HELPING FRIENDLY GUIDE TO THE PHISH STUDIES CONFERENCE

[The following is courtesy of The Phish Studies Conference Program Committee. -Ed.]

Your time is near, the mission’s clear! The second ever academic Phish Studies conference, co-sponsored by The Mockingbird Foundation, will take place next week at Oregon State University in Corvallis, OR, conveniently located between Portland and Eugene. In 2019, the first Phish Studies conference took place at the same university and it was a rousing success. Although academic conferences in general have taken a break since COVID, many are now back and we figured it was time to open up the helping friendly book again!

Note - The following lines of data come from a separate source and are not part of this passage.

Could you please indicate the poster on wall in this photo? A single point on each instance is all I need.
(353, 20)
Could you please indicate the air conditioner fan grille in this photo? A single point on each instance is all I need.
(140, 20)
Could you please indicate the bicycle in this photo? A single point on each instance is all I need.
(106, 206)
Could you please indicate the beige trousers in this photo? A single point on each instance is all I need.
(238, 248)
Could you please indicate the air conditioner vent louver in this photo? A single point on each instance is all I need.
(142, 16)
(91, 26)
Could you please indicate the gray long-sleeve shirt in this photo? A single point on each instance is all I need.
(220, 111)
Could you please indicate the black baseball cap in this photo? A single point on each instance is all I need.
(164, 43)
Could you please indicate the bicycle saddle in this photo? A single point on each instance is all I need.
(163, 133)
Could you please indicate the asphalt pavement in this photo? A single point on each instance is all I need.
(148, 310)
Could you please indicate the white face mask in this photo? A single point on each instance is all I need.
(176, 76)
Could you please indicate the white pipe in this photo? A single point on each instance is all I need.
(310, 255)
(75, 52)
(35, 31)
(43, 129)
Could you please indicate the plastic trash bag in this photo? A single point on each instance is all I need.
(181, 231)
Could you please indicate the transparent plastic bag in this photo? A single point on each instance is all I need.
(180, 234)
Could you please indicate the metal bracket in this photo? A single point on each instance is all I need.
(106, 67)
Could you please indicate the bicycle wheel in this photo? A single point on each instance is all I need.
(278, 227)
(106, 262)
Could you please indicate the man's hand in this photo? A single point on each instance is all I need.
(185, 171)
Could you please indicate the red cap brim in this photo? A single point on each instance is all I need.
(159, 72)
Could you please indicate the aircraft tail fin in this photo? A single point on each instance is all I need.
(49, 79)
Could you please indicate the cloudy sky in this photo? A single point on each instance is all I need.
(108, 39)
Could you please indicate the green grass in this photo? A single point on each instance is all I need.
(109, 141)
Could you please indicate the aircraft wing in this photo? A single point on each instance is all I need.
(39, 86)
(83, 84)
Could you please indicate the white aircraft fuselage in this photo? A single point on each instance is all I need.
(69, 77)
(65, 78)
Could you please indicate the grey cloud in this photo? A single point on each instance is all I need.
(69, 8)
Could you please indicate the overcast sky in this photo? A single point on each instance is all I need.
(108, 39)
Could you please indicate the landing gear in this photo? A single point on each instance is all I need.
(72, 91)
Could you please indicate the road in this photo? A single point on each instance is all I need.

The coolest thing about the Phish Studies Conference is that it’s not just for academics. Our slate of over 50 presenters this year is full of professors and professional scholars, but also a ton of people working outside of academia who are passionate about Phish and trying to figure out ways to seriously analyze and better understand what it is that we all intuitively know and love about this band. We’ve got presentations about the legal ethics of tarping, gendered norms within the jamband scene, Phish’s place within the history of tech communities, and even the intersection of Taylor Swift and Phish culture, presented by scholars from all walks of life and careers.

© 2024 Phish Studies Conference (AZN Media)
© 2024 Phish Studies Conference (AZN Media)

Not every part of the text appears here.